Of course, for acute interventions in catastrophic situations, like cardiac arrests or bone injuries, the traditional ‘diagnose-and-treat’ paradigm will continue to prevail. But, in the case of chronic illnesses like diabetes or hypertension – and these make up the lion’s share of healthcare budgets – the patient expects to be more engaged in his/her treatment. Physicians in general however, don’t have or make the time for it, nor do they have the relational proficiency to help patients manage their disease, let alone help them change their life style i.e. stop smoking, lose weight, eat better and so on. Today’s new ‘empowered patients’ take control of their disease by continuously informing themselves about their health condition and by being more engaged, in an interactive way, with healthcare service providers and peer communities. They often share personal information and ask open questions, and ultimately consider alternative options for taking control of their wellness and sickness. In the wellness field, mobile e-health technology, (e.g. a device worn like a watch or even seamlessly integrated into the body), enables both real-time biomarkers and navigational data acquisition, and this data can be instantly analysed using specialized software apps. But they also allow the individual to post personal health data to a self-selected community resulting in voluntary peer pressure to improve sporting performance or lose weight, say. As an example, sports shoes fitted with an accelerometer chip to measure movement and integrated with a sports watch measuring heart rate, are elements of a body area network delivering real-time data to the person targeting an improved body condition. It gets even more stimulating if the captured human data is posted on social media for friends to compare.

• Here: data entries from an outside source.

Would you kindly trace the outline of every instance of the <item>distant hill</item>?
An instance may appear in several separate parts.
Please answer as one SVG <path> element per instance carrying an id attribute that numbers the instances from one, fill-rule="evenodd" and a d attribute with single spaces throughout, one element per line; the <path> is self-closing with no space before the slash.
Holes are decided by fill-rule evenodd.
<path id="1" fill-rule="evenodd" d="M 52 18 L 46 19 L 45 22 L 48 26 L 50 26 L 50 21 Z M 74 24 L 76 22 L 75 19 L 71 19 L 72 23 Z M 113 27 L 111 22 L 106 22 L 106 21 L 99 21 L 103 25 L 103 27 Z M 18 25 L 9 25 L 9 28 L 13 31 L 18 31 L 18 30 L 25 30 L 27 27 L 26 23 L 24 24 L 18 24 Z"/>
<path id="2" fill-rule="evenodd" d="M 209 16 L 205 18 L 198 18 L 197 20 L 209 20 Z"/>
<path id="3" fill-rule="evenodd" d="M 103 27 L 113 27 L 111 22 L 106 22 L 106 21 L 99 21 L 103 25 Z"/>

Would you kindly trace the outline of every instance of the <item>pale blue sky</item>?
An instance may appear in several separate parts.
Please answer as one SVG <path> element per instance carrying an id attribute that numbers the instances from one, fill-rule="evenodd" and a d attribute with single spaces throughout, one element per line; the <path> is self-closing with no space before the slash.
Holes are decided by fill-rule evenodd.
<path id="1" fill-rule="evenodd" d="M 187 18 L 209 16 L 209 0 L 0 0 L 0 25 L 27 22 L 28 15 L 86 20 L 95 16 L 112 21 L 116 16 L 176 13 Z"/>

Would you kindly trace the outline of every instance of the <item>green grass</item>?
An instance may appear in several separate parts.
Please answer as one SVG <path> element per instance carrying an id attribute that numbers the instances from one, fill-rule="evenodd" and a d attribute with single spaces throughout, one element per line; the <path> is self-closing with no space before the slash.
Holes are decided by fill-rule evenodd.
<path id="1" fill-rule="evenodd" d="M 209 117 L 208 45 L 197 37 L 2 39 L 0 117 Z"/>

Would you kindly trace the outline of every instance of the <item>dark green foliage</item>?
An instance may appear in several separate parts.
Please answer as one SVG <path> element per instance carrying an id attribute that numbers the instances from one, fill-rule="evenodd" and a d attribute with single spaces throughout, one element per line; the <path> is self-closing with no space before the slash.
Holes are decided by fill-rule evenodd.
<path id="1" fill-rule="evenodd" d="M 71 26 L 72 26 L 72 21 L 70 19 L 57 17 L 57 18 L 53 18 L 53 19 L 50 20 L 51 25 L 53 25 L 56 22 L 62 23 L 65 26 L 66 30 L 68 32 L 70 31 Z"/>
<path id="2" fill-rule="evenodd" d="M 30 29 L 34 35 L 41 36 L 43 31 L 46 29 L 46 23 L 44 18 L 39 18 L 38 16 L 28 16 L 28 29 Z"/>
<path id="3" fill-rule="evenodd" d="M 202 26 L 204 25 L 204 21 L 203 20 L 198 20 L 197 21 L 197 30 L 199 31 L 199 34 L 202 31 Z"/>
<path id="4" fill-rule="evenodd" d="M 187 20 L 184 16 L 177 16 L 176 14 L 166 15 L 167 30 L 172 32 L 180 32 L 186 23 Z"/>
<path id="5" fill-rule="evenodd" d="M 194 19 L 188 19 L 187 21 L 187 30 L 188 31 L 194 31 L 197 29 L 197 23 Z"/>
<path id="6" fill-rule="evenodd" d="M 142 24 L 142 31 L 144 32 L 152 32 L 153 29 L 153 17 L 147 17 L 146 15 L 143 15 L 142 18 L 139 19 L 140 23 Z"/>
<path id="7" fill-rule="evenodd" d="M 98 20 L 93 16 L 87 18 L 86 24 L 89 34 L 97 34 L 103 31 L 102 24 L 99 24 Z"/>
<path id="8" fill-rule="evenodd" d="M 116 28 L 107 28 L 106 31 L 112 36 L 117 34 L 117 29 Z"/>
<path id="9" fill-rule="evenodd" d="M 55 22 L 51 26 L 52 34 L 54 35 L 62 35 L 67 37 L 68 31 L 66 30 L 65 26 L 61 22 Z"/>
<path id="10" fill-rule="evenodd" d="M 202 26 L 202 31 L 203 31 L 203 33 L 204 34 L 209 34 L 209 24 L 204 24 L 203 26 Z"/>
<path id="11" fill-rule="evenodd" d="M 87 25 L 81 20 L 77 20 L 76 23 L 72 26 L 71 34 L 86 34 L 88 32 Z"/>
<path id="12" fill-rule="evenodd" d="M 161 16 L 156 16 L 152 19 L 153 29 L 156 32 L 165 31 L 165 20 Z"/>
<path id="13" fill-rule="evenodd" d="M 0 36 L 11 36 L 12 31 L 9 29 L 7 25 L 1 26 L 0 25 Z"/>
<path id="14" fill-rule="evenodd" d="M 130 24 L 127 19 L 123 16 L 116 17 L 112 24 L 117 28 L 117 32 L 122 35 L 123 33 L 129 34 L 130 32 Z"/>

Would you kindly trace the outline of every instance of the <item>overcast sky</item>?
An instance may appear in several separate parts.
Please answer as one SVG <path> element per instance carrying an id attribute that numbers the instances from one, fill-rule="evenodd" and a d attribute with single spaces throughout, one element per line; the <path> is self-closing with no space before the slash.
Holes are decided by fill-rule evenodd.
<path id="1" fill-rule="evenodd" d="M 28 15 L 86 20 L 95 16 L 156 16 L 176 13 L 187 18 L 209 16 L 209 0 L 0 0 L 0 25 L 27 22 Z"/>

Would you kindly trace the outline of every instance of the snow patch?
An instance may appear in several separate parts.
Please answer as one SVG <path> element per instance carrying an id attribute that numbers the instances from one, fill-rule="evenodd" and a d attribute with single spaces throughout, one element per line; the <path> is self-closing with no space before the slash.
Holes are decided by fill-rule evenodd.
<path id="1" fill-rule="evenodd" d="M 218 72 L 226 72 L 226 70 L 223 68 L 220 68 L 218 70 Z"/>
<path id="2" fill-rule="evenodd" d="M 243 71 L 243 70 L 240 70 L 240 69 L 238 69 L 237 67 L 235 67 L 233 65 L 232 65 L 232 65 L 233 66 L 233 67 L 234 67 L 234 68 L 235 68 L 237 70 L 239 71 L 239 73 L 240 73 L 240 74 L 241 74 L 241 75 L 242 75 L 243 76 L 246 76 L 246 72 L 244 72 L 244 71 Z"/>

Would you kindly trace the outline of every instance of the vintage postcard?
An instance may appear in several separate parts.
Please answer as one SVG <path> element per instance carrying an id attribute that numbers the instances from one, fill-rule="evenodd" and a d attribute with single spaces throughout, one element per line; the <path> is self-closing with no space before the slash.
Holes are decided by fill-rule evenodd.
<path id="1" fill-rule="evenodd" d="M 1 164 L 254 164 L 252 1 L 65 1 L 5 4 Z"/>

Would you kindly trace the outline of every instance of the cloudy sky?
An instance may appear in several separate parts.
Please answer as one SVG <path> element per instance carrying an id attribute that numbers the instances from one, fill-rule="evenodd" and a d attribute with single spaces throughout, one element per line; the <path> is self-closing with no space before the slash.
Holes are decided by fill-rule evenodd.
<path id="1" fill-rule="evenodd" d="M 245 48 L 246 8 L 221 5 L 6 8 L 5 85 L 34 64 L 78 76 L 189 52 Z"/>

The challenge is for medical technology companies to use emerging nano-, bio-, and information technologies to build and provide market access for cross-industry health solutions geared to personalized health data acquisition and coaching. This will require close collaboration between biopharmaceutical and medtech companies. On the healthcare provider side, physicians, next to curing, will also need to become proficient in preventing their empowered patients becoming chronically ill, and, if they do get sick, coaching them with a co-developed therapy.
|MANAGING CHRONIC DISEASES USING MOBILE HEALTH TECHNOLOGY
A recent Vlerick Healthcare Management Centre project on cardiovascular disease management involved a health ecosystem simulation in which we studied the effect of sponsoring cardiovascular exercise. It included physician point of care diagnostic technology and nursing call centre-supported telemonitoring adherence tools for those patients that were being treated after a heart attack and who were on medication . The results showed that the largest incremental net benefit was measured only when all three interventions were applied simultaneously, indicating the need for a total health system view when making individual intervention decisions. Interestingly, the study also showed the positive effect of funding wellness rather than sickness, with the upstream sponsoring of preventive cardio-vascular exercise paid for by reduced treatment and medication costs downstream.